Sans la présence de Desgrez, Angélique eût craint de s'être laissé entraîner dans un guetapens dont elle ne serait pas sortie vivante. Mais les intentions de M. Colbert, un bourgeois à la physionomie froide et sévère, étaient loyales. Nul plus que ce roturier, qui désapprouvait les débauches et les dépenses des gens de la cour, ne pouvait mieux admettre le bien-fondé de la requête qu'Angélique adressait au roi. Le souverain lui-même l'avait compris – un peu contraint et forcé, il fallait le reconnaître, par le scandale des pamphlets du Poète-Crotté. Angélique devina vite que, si l'on discutait, ce serait pour la forme. Sa position personnelle était excellente.
Lorsqu'elle quitta, deux heures plus tard, la docte assemblée, elle emportait la promesse qu'un don de 50 000 livres allait lui être remis sur la cassette même du roi, pour la reconstruction de la taverne du Masque-Rouge. La patente de chocolaterie accordée au père du jeune Chaillou serait confirmée. Angélique figurerait nommément cette fois, et il fut spécifié qu'elle ne relèverait d'aucune corporation.

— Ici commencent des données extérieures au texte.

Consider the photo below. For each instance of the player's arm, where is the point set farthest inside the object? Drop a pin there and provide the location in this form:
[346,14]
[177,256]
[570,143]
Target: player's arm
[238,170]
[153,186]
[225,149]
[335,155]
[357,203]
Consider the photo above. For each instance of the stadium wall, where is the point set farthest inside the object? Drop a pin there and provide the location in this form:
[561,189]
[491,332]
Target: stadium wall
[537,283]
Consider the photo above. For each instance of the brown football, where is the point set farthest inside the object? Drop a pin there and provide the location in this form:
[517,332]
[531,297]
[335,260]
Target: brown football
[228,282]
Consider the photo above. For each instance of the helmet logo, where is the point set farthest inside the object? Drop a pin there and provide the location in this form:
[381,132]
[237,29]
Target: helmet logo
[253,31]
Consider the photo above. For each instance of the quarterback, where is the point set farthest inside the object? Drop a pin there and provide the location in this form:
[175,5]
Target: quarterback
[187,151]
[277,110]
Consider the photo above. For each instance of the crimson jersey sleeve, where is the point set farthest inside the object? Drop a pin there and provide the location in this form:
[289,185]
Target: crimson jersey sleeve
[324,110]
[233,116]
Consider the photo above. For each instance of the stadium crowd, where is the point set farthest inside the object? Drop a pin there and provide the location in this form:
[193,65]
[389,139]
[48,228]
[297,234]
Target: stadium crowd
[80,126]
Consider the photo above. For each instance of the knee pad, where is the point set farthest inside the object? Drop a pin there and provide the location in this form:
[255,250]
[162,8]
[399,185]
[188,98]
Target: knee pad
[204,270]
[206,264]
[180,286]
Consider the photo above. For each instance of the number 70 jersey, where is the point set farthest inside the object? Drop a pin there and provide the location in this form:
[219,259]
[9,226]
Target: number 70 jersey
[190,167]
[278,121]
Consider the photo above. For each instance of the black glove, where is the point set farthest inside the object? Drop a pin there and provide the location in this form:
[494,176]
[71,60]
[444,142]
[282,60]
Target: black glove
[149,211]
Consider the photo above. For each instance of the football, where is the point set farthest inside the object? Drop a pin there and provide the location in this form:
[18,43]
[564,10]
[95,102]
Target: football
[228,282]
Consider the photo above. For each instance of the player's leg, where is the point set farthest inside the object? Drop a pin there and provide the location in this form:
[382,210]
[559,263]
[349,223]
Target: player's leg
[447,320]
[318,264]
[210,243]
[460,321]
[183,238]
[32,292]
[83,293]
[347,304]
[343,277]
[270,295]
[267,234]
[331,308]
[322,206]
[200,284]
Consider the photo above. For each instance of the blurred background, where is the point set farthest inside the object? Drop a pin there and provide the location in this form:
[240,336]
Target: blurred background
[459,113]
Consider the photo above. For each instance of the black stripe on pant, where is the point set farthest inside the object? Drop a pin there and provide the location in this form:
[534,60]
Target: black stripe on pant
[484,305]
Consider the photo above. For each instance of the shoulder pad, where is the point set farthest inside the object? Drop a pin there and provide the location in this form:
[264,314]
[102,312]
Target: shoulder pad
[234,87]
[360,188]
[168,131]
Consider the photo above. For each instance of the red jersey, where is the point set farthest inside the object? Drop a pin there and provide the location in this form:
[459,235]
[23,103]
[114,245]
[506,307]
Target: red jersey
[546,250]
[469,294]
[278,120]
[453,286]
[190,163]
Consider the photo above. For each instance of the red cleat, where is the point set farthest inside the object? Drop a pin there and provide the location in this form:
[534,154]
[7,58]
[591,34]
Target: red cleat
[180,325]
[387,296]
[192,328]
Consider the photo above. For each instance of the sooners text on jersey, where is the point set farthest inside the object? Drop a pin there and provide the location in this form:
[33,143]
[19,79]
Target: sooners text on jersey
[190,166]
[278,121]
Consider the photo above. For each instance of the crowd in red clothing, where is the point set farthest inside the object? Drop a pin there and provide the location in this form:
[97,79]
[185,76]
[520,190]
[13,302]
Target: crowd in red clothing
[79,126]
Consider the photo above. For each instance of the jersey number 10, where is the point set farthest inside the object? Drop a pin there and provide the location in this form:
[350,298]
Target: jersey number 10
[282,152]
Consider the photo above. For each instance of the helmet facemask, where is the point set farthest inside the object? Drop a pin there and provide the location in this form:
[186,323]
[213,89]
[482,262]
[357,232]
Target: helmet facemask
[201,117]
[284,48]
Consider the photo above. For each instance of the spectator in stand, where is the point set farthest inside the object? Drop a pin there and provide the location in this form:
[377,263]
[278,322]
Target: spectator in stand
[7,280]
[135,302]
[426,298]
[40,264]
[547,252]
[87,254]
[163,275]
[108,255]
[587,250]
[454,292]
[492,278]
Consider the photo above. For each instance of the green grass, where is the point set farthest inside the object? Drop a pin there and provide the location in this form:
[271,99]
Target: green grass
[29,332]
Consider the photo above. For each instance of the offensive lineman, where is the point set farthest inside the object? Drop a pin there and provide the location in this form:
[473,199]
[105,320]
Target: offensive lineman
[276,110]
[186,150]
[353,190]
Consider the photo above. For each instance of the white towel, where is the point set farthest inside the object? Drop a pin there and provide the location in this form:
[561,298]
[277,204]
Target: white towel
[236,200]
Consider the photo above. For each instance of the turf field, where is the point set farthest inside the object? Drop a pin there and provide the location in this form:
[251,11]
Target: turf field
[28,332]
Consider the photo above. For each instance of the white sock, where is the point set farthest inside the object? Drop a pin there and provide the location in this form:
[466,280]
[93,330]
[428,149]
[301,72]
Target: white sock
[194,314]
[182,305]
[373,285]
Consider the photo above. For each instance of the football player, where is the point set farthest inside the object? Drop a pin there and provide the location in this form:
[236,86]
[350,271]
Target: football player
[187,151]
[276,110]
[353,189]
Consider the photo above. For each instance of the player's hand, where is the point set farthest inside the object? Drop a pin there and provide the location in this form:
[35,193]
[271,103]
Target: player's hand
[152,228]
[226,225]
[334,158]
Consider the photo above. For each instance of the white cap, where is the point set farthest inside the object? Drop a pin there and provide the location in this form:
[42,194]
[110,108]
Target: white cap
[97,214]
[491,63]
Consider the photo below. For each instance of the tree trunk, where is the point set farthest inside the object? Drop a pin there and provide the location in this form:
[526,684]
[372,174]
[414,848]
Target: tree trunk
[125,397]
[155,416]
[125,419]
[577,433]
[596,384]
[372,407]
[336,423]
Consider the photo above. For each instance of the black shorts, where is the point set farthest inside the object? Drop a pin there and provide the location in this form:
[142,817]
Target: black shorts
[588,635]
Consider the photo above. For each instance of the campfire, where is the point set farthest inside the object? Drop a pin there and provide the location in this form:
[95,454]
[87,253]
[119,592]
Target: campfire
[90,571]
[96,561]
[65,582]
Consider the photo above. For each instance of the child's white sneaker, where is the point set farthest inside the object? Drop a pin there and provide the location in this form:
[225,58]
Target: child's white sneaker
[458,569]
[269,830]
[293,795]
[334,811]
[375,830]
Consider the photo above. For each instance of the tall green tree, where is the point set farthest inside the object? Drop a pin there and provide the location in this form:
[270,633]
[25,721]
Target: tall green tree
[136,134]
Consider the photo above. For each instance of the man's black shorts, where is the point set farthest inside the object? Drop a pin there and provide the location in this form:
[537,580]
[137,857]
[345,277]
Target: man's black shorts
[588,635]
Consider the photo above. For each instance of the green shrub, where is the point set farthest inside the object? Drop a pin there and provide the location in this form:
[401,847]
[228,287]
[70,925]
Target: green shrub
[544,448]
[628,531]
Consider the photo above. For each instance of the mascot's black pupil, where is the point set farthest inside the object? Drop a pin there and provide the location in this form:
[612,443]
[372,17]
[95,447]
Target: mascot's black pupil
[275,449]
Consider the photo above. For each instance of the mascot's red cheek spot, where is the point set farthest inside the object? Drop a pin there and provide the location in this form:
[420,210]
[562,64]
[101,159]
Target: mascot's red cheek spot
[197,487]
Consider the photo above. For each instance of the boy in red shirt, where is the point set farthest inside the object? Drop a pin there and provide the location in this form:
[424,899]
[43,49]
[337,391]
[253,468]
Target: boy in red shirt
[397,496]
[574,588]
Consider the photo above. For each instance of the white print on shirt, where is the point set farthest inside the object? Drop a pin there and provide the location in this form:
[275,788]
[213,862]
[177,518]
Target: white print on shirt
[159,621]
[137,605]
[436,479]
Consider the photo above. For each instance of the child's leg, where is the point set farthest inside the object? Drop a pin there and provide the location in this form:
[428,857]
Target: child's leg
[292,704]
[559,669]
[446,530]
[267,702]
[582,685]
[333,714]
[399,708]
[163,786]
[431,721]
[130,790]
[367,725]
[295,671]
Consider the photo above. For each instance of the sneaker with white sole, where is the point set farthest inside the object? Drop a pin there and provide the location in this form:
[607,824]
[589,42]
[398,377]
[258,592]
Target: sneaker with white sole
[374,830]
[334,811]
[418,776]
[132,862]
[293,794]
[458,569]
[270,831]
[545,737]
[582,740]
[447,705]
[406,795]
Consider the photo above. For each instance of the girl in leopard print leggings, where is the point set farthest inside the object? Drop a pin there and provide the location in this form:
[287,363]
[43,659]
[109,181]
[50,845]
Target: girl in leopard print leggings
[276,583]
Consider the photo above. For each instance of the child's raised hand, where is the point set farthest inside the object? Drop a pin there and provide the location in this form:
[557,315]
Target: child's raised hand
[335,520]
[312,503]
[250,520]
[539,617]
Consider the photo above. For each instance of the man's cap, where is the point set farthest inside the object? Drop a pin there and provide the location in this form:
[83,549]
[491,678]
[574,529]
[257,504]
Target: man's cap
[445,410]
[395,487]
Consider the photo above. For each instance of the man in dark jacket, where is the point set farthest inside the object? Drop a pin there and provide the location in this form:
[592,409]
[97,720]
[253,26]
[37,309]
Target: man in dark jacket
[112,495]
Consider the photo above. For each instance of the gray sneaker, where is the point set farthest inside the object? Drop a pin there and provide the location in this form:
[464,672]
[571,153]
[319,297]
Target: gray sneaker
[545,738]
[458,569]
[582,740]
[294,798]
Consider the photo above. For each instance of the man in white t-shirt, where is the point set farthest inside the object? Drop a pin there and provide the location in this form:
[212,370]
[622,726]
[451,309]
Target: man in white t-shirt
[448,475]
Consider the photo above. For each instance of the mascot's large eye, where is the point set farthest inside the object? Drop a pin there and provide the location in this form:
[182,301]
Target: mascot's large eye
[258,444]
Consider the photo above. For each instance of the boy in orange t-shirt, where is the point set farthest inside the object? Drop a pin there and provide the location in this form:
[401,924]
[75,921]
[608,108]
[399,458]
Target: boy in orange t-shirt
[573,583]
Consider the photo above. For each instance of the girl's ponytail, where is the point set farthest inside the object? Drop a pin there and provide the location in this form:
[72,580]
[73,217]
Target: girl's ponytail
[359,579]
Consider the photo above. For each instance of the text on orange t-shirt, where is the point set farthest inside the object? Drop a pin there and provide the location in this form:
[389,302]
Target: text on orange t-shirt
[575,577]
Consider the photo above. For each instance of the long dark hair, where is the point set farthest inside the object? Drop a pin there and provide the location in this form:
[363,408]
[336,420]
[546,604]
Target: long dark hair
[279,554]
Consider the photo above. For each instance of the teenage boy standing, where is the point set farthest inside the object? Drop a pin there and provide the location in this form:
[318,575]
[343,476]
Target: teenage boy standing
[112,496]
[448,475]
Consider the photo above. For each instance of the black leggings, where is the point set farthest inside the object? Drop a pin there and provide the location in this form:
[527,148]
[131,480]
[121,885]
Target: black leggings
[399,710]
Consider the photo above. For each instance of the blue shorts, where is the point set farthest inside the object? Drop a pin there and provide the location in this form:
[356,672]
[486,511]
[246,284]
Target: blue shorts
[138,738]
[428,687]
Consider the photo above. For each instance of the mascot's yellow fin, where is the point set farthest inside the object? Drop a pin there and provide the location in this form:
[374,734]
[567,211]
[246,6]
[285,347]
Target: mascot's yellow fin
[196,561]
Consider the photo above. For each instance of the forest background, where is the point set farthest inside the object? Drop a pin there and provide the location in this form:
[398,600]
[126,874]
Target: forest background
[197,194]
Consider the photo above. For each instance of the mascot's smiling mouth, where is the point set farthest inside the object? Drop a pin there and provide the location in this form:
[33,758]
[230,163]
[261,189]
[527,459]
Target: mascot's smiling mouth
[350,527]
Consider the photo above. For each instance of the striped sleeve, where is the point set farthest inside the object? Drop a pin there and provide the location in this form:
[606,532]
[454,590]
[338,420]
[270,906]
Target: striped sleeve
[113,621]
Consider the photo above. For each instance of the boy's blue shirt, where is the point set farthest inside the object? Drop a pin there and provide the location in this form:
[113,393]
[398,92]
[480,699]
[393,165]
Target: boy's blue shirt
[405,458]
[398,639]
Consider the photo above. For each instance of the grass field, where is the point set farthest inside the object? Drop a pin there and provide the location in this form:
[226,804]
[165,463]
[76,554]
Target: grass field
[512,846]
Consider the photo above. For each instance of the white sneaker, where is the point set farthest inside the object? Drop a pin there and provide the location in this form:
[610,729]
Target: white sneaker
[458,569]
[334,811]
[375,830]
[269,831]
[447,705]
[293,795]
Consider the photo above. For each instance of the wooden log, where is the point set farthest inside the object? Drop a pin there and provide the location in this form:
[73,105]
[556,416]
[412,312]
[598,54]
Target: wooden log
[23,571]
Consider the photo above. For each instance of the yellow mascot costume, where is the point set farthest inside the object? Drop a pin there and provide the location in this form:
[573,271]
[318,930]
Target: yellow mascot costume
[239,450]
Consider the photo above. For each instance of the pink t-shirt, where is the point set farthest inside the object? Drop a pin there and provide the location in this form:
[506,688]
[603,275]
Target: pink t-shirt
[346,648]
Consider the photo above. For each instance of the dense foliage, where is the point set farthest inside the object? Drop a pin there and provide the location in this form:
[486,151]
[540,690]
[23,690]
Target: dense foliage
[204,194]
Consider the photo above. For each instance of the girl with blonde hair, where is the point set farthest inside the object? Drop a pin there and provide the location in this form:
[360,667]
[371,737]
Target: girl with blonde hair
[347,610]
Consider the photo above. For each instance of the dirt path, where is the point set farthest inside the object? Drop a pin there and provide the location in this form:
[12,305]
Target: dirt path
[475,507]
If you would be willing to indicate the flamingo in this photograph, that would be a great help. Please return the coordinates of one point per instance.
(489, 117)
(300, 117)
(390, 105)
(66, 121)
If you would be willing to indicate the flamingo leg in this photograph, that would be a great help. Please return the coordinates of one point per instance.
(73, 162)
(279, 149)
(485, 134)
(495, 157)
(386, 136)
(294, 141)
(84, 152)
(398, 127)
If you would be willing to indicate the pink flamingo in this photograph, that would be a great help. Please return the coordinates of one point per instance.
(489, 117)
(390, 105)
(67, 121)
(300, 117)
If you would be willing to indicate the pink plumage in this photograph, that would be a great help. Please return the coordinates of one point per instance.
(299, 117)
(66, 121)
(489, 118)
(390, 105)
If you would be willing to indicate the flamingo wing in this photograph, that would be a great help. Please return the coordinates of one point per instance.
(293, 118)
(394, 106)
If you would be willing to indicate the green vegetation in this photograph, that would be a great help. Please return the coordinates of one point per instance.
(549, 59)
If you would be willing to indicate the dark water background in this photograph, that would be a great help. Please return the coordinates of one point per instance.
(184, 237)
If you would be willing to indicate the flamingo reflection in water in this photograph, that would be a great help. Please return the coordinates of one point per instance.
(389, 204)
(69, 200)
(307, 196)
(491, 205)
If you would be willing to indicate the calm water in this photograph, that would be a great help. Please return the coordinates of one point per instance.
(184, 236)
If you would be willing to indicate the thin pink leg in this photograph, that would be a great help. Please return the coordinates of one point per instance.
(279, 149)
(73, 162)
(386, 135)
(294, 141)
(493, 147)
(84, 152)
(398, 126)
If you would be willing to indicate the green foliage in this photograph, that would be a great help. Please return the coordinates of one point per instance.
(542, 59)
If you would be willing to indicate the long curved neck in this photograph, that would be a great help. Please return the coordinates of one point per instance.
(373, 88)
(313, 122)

Toutes sortes de facilités pour l'obtention des matières premières lui étaient accordées. Enfin, à titre de réparation, elle demandait, pour elle-même, de devenir propriétaire d'une action de la Compagnie des Indes Orientales, nouvellement fondée. Cette dernière clause surprit ses interlocuteurs. Mais ces messieurs de la finance virent que la jeune femme connaissait parfaitement les affaires. Elle leur fit remarquer que, son commerce intéressant particulièrement des denrées exotiques, la Compagnie des Indes Orientales ne pourrait que se louer d'une cliente qui avait tout avantage à ce que ladite compagnie prospérât et fût soutenue par les plus grandes fortunes du royaume. M. Colbert reconnut en grommelant que les revendications de cette jeune personne étaient évidemment importantes, mais pertinentes et fondées. Dans l'ensemble, tout fut accordé. En échange, les sbires de M. d'Aubrays, lieutenant de police, devaient se rendre dans une masure en rase campagne pour y trouver un coffre déposé là anonymement, et rempli de libelles où s'étalaient en encre grasse les noms du marquis de La Vallière, du chevalier de Lorraine, et de Monsieur, frère du roi.